Está acompanhado de seu cachorro, um pastor belga treinado para encontrar ossos embaixo da terra e apropriadamente batizado de Bones ("ossos" em inglês).
"Não viemos aqui por prazer, mas porque demos credibilidade a Móvil 8. Vê aquilo lá? Tudo isso foi retirado para fazer esse buraco, com encostas dos dois lados para evitar que desmorone", disse o antropólogo, sacudindo a mão com uma pulseira de caveiras, um presente de seus alunos que usa todos os dias, talvez um lembrete da missão que tem à frente.
Diante desta montanha de pedras, a dimensão dos resíduos acumulados impressiona a todos que chegam das obras de construção da vibrante cidade que fica no fundo do vale.
"Eu não acredito que seja possível achar algo ali", disse à BBC o engenheiro civil Carlos Santiago Gutiérrez, que conhece o terreno por causa de seu trabalho. "Durante os últimos dez anos, todos os dias chegaram a este lugar caminhões e caminhões cheios não de terra, mas pedaços de pedra e concreto."
Maior fossa do mundo ?
Extensão e profundidade são duas variáveis básicas da antropologia forense na hora de escavar uma zona onde se presume que haja corpos enterrados. Neste caso, ambas eram gigantescas.
Até então, os volumes de terra manejados pela antropologia forense colombiana se limitava a quantidades que poderiam ser levadas em um carrinho de mão, portanto os 3,7 mil metros quadrados de extensão e 24 mil metros cúbicos de terra extraídos apenas no primeiro dos três polígonos de escavação foi uma novidade e tanto.

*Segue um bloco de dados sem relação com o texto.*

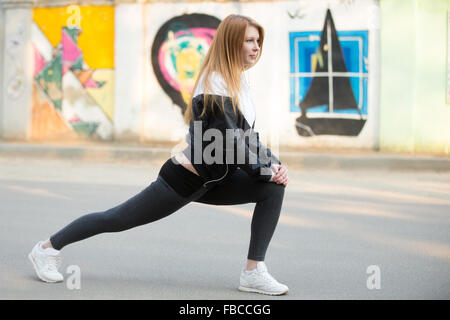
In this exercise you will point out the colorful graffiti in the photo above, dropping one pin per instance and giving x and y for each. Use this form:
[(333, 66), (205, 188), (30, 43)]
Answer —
[(329, 80), (73, 72), (178, 51)]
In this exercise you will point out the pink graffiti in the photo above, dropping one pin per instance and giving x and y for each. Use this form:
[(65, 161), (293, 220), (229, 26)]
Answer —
[(164, 51)]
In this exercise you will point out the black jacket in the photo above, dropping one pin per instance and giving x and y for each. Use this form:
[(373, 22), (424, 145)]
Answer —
[(239, 148)]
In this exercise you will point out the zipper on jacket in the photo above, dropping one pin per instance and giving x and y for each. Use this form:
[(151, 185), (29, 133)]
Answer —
[(226, 172)]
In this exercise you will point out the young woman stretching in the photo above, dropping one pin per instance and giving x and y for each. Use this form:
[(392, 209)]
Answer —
[(237, 170)]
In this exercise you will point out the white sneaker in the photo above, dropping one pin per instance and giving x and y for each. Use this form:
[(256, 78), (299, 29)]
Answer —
[(260, 281), (46, 263)]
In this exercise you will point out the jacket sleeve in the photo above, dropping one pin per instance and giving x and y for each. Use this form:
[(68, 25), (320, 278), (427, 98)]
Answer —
[(248, 152)]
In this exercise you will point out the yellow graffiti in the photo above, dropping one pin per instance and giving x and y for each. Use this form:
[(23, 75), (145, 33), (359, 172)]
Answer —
[(188, 66), (97, 25)]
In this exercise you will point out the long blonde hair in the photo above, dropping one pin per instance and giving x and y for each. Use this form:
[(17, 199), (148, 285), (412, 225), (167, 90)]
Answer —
[(225, 58)]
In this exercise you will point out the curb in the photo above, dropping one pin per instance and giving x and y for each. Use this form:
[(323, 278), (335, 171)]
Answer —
[(363, 160)]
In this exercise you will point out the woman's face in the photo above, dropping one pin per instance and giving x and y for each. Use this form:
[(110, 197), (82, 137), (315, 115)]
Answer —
[(250, 49)]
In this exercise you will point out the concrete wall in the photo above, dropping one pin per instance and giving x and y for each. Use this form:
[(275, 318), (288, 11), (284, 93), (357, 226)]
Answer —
[(140, 99), (414, 114), (16, 72)]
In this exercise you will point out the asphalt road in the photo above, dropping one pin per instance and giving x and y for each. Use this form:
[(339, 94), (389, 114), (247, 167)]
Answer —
[(353, 234)]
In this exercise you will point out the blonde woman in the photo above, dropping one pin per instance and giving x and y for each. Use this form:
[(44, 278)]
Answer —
[(224, 164)]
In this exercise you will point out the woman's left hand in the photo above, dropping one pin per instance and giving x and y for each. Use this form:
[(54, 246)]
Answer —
[(281, 176)]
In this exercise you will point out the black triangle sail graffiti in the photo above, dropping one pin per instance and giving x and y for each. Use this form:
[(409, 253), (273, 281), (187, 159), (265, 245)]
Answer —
[(330, 86)]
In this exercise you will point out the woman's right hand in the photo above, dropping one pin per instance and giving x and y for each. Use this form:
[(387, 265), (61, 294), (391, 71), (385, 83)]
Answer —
[(279, 174)]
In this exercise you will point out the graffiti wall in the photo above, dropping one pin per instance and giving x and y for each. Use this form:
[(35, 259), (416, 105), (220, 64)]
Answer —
[(126, 72), (312, 86), (73, 76)]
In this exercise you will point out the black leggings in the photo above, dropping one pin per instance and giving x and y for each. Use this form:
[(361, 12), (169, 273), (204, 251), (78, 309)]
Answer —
[(159, 200)]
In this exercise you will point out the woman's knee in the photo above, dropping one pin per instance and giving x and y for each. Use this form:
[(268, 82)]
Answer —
[(272, 189)]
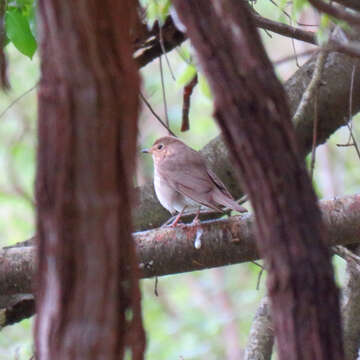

Ramírez, o técnico do Ministério Público encarregado de resolver a incógnita, decifrou-a depois de várias consultas a colegas de outros países: a única maneira de tirar toda essa terra não era com as ferramentas de sempre, mas com algo mais extremo.
"Decidimos usar uma retroescavadeira. Era a forma mais segua de tirar a terra de maneira eficaz e sem danificar possíveis restos que estivessem ali".
Durante 155 dias entre junho e dezembro de 2015, Rubiela - junto a suas companheiras do grupo Mulheres Caminhando Pela Verdade - escutou o ruído daquela máquina e assistiu às articulações do braço mecânico flexionar-se entre rangidos para tirar milhares de toneladas de rochas de granito e areia que poderiam conter algum fragmento de John Alexander.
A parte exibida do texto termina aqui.